"(…) não podia, se queria tanto saber se era dele o espermatozóide, pagar uns testes do seu bolso (repito-lhe, custam 1500 euros no IPATIMUP) e ter o resultado em duas semanas?"

 

Fernanda Câncio in Glória Fácil

Há qualquer coisa da realidade deste país que alguns vizinhos muito moralistas da capital (alguns até jornalistas, como é o caso – e ser-se moralista não é epiteto necessariamente depreciativo) estão a léguas de imaginar. Vá para fora cá dentro é o único conselho prático e julgo que sensato que posso recomendar. O que são afinal 1500 euros para os 20% mais pobres deste país, saberá Fernanda Câncio, ou ter-se-á esquecido temporariamente? Terei todo o prazer em lhe fornecer umas estatísticas sobre o assunto.

Para se dissolver um casamento impomo-nos a formalidade de ter o Estado a tentar uma conciliação derradeira; aos criminosos oferece-se amiude uma segunda oportunidade, uma comutação de pena, espera-se um regeneração e, se possível, uma emenda do erro.
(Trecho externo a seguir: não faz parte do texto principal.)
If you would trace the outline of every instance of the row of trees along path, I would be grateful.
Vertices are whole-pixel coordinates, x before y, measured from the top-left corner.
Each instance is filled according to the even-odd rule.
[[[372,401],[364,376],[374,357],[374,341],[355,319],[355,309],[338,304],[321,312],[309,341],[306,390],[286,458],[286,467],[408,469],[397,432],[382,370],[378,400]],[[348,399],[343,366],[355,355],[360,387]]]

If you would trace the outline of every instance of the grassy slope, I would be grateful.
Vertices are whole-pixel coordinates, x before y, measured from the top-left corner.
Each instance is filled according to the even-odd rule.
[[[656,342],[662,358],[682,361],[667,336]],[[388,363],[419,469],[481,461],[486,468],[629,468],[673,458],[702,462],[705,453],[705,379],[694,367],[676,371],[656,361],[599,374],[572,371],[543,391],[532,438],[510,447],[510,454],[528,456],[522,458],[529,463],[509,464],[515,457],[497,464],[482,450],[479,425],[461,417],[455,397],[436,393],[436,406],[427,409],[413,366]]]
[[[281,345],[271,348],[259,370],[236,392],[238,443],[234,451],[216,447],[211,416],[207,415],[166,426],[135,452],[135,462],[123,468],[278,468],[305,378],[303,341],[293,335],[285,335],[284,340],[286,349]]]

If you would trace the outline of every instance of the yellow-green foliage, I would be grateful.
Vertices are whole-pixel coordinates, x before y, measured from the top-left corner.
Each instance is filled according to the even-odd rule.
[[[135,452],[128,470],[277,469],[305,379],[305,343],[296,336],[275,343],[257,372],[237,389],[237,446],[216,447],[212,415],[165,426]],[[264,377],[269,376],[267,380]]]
A um potencial pai de uma criança que ninguém planeou e sobre a qual é admissível ter justas dúvidas quanto à paternidade, o momento da verdade definitivo e absoluto restringe-se à reacção que tem quando é confrontado com a notícia, com a barriga ou mesmo, como por vezes sucede, com uma mãe com um filho nos braços.
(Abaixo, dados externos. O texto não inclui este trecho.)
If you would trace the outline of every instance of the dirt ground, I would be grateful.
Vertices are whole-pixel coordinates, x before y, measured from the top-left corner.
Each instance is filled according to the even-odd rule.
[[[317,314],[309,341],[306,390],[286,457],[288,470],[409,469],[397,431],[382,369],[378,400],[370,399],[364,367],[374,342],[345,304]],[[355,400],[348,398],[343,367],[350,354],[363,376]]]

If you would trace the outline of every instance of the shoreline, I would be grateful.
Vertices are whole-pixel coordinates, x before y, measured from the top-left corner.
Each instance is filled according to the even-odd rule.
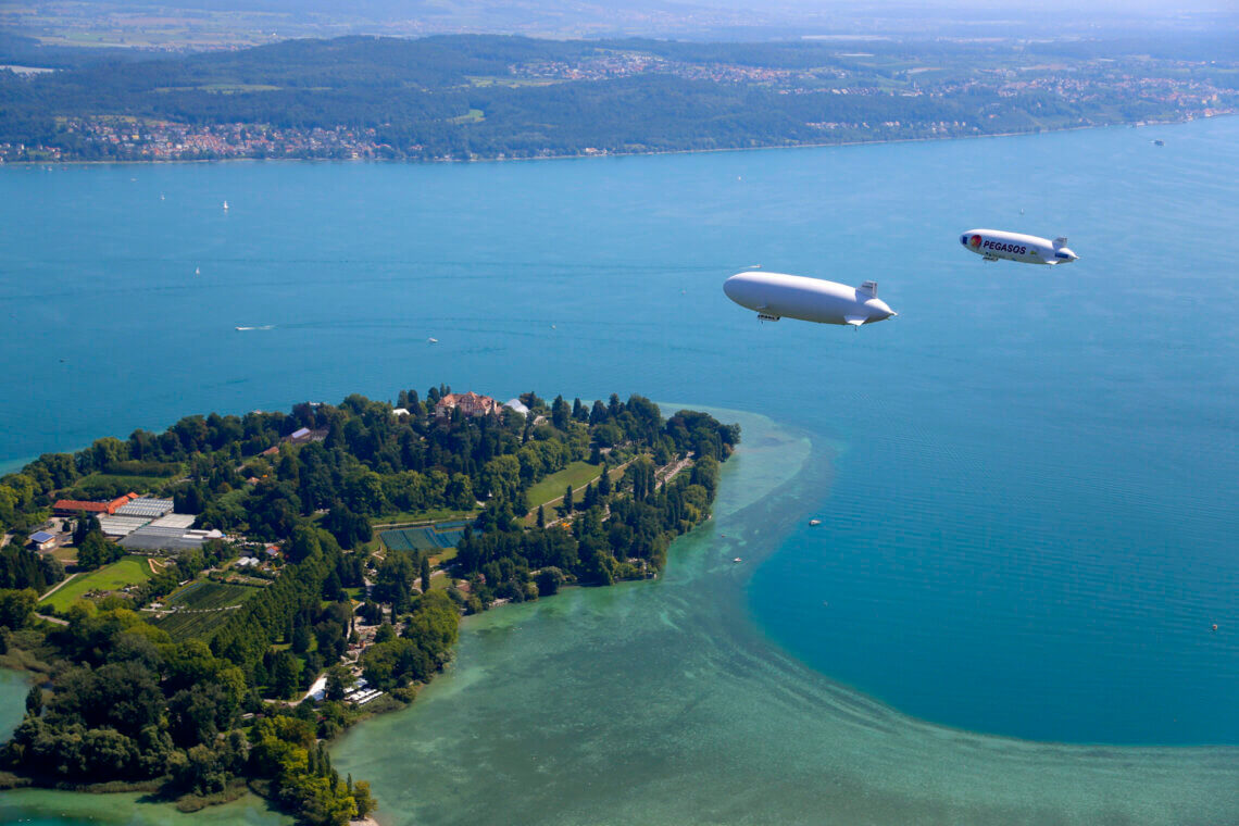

Na dúvida deveria cuidar, na dúvida deveria assumir, na dúvida deveria ter, fosse como fosse, 1500 euros, saber que existe um IPATIMUP e tratar de fazer os testes o quanto antes. Sem dúvida! Seria mais humano que o fizesse, sem dúvida! Até seria um sinal positivo se pudesse. Mas não pode ser com base neste "equilíbrio" que se deve reclamar da justiça. A um pai, no limite, não se admite que fique em choque, que fique perturbado, que passe por um período de negação. Intrínseco a este pensamento está a ideia bafienta de "ele lhe fez um filho". Neste caso pouco parece haver a dizer quanto à decisão e à liberdade da mãe em continuar ou não uma gravidez e em querer partilhar essa decisão com o pai. Será este um dos casos a "resolver" pelo Sim ao aborto?
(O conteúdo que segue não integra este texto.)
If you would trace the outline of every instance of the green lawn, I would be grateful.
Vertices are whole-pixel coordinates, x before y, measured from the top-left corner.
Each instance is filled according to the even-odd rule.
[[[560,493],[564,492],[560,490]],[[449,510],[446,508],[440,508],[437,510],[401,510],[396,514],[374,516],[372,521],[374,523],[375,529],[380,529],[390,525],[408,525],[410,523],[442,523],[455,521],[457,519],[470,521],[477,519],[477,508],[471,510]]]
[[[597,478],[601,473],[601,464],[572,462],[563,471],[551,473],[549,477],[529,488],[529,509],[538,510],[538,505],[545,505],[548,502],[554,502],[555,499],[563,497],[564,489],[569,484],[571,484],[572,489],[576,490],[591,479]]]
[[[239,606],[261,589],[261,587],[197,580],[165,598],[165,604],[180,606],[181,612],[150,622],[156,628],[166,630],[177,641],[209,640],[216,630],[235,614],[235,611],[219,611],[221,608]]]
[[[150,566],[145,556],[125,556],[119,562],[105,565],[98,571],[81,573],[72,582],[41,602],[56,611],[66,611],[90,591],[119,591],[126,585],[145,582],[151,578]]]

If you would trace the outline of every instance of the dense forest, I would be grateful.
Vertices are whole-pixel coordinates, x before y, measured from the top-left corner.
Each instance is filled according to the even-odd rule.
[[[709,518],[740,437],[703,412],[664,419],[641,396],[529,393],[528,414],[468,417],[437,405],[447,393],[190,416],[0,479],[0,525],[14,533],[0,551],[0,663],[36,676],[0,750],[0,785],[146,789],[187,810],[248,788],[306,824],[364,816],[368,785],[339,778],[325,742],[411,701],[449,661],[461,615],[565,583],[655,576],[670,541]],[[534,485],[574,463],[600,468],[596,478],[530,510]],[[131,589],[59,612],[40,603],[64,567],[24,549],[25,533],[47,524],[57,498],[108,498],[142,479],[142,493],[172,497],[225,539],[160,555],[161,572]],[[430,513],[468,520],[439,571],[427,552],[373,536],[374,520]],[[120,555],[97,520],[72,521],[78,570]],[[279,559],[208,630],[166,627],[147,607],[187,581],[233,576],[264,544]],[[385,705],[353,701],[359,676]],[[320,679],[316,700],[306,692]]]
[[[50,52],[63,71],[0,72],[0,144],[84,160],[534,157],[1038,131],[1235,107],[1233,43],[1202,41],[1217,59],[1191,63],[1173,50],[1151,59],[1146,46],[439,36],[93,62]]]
Tudo isto pode ser passível de qualificar de comportamento moralmente criticável mas em circunstância alguma deverá ser motivo suficiente para uma condenação sumária e para a total extirpamento dos direitos que o pai venha a querer exercer. Julgo que deve ser assim até ao momento em que definitivamente uma criança seja dada para adopção, com a mediação do Estado, havendo a segurança que esse mesmo Estado tudo fez para garantir que o pai havia sido informado da existência de um potencial filho seu.

Adenda: O Paulo Gorjão acrescenta um dado estatístico:

"Sabes quantos testes — por iniciativa dos particulares (e não do Ministério Público) — é que o IPATIMUP fez em 2006?

Menos de meio centena, segundo Cíntia Alves, responsável pelos exames de paternidade no IPATIMUP."

A este junto que, em 2005, nasceram no total 109 457 crianças das quais 3 não foram perfilhadas por nenhum dos pais, havendo um número adicional de 1890 para as quais não se conhecem dados estatísticos sobre o pai (pressuponho, com algum risco, que tenham pai incógnito). Dados do INE.